To work well in big dimensions, one needs an arbitrary precision LP solver. We use an LP backend to PPL, which is available in Sage since #12533.

Apply

Depends on #12533 Depends on #13650

CC: @sagetrac-jpang @kini @wdjoyner @nathanncohen @ppurka @ptrrsn

Component: coding theory

Author: Dmitrii Pasechnik

Reviewer: Frédéric Chapoton, Punarbasu Purkayastha

Merged: sage-5.12.beta1

Issue created by migration from https://trac.sagemath.org/ticket/12418

dimpase commented 12 years ago

Description changed:

--- 
+++ 
@@ -63,4 +63,6 @@
 weight enumerator of our code), then the output is the corr. dimension, i.e. 
 `floor(log(bound, q_base))`.

+One obstacle for this to work well in big dimensions is a lack of arbitrary precision LP solver backend available.  We are planning to add an [PPL](http://www.sagemath.org/doc/reference/sage/libs/ppl.html) backend (PPL is a polyhedral library with a Cython interface and arbitrary precision rational arithmetic, already a standard package in Sage). Once a ticked on this is opened, we'll cite it here. 

+
6bdad4c1-1e26-4f2f-a442-a01a2292c181 commented 12 years ago
comment:5

(GLPK can solve non-integer rational LP. It is not exposed, but may not be too hard either)

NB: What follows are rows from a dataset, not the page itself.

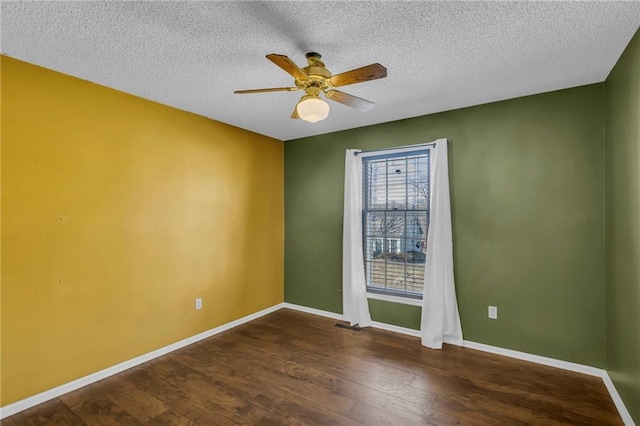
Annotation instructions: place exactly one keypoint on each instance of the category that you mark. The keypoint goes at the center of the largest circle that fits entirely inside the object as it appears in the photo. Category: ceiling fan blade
(359, 75)
(288, 65)
(273, 89)
(349, 100)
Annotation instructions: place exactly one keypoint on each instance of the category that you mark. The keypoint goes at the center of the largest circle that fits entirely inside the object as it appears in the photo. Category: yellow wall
(117, 213)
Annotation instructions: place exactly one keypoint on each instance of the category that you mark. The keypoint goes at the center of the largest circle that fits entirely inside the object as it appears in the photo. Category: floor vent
(349, 327)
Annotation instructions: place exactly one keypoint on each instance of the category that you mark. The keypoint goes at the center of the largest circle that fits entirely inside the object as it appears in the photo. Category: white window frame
(401, 299)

ppurka commented 12 years ago
comment:7

The function named delsarte_bound should be renamed to something like delsarte_bound_hamming_space. This is so that in future other functions like delsarte_bound_johnson_space, delsarte_bound_permutation_space, etc can be added easily, without having inconsistencies in naming.

dimpase commented 12 years ago

Description changed:

--- 
+++ 
@@ -63,6 +63,6 @@
 weight enumerator of our code), then the output is the corr. dimension, i.e. 
 `floor(log(bound, q_base))`.

-One obstacle for this to work well in big dimensions is a lack of arbitrary precision LP solver backend available.  We are planning to add an [PPL](http://www.sagemath.org/doc/reference/sage/libs/ppl.html) backend (PPL is a polyhedral library with a Cython interface and arbitrary precision rational arithmetic, already a standard package in Sage). Once a ticked on this is opened, we'll cite it here. 
+One obstacle for this to work well in big dimensions is a lack of arbitrary precision LP solver backend available in Sage. This is (almost - i.e. the corresponding ticket is still not 100% ready, as reviewers think) taken care of by #12533, which should be made a dependence for this ticket.
dimpase commented 12 years ago

Dependencies: #12533

dimpase commented 12 years ago

Description changed:

--- 
+++ 
@@ -1,68 +1,7 @@
 Delsarte bound for codes, aka Linear Programming bound, is easy to implement in Sage.
-Here is a quick and dirty code that does it; so the problem would be to integrate this properly.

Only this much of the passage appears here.